We tried to get some sleep as soon as we left Chicago to force ourselves to be more in sync with the Hong Kong time zone. I managed to get an hour or two of sleep but that was it and it's not because I couldn't sleep more. After my short cat nap I found out we going to fly right over the North Pole instead of over Alaska as the live route map showed before we left Chicago. So, I was very interested in seeing how that would turn out and where we'd show up on the other side.
The following picture (a snapshot of the in flight tv monitor) shows our flight path from Calgary to Hong Kong via Chicago and over the North Pole. We passed over the North Pole just under 6 hours after take off from Chicago at an altitude of approximately 35000 feet, where the outside temperature was approximately -59°C. I looked real hard to see if I could spot Santa down there, but it was just too dark to see anything!
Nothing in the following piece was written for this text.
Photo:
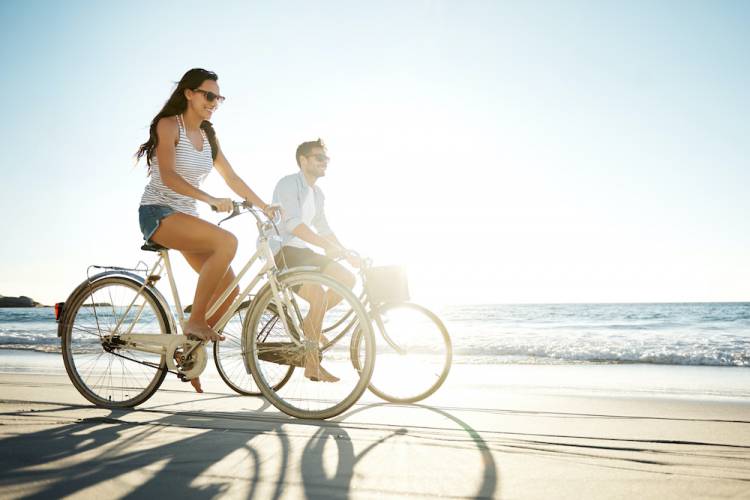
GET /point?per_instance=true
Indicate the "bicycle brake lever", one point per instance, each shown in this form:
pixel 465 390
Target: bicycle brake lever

We saw our first glimpse of sunlight, at least that which was bright enough to photograph, approximately one and a half hours or approximately 800 miles after passing over the North Pole. The following is a picture of that sunrise and the location where it was taken is over Ostrov Bolshevik, an Island just north of Eastern Russia (Siberia) as shown on the map above.
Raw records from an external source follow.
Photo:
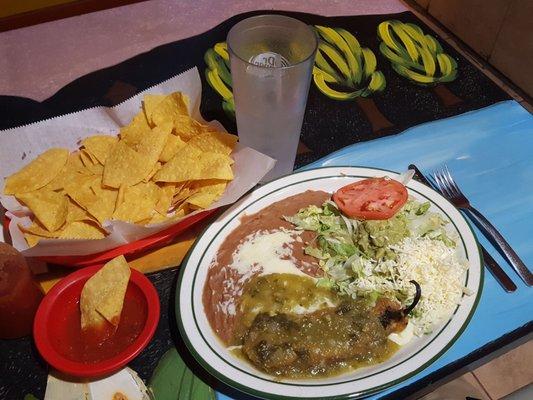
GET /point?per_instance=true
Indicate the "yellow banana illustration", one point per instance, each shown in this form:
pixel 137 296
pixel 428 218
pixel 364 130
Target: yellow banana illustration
pixel 343 69
pixel 346 71
pixel 415 55
pixel 218 76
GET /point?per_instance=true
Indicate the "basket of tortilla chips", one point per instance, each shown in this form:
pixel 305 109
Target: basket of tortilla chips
pixel 160 172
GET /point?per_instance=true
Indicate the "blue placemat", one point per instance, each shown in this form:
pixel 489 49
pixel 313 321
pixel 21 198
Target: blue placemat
pixel 490 153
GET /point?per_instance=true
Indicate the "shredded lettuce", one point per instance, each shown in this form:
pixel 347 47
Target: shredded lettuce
pixel 358 257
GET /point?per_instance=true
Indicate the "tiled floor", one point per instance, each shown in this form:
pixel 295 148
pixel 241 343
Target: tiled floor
pixel 494 380
pixel 513 370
Approximately 3/4 of an hour later, or approximately 400 miles, it was bright enough to start to see things outside as shown in the pictures below. The location where these were taken is not far from the northern coast of Eastern Russia (Siberia) as shown on the map above marked as 'ground visible'.
The following is a picture of the first community I spotted with my binoculars (it's in the center of the picture just to the right of the river). According to my world atlas there are communities further north than this. This picture was taken about an hour after those above and at a location just south of the Arctic Circle.
The following is a picture of the first sign of life, smoke coming from something down there. I tried but could not make out the source with my binoculars. This picture was taken about 15 minutes after the one above.
This is just an interesting landmark that is visible in satellite images of the earth.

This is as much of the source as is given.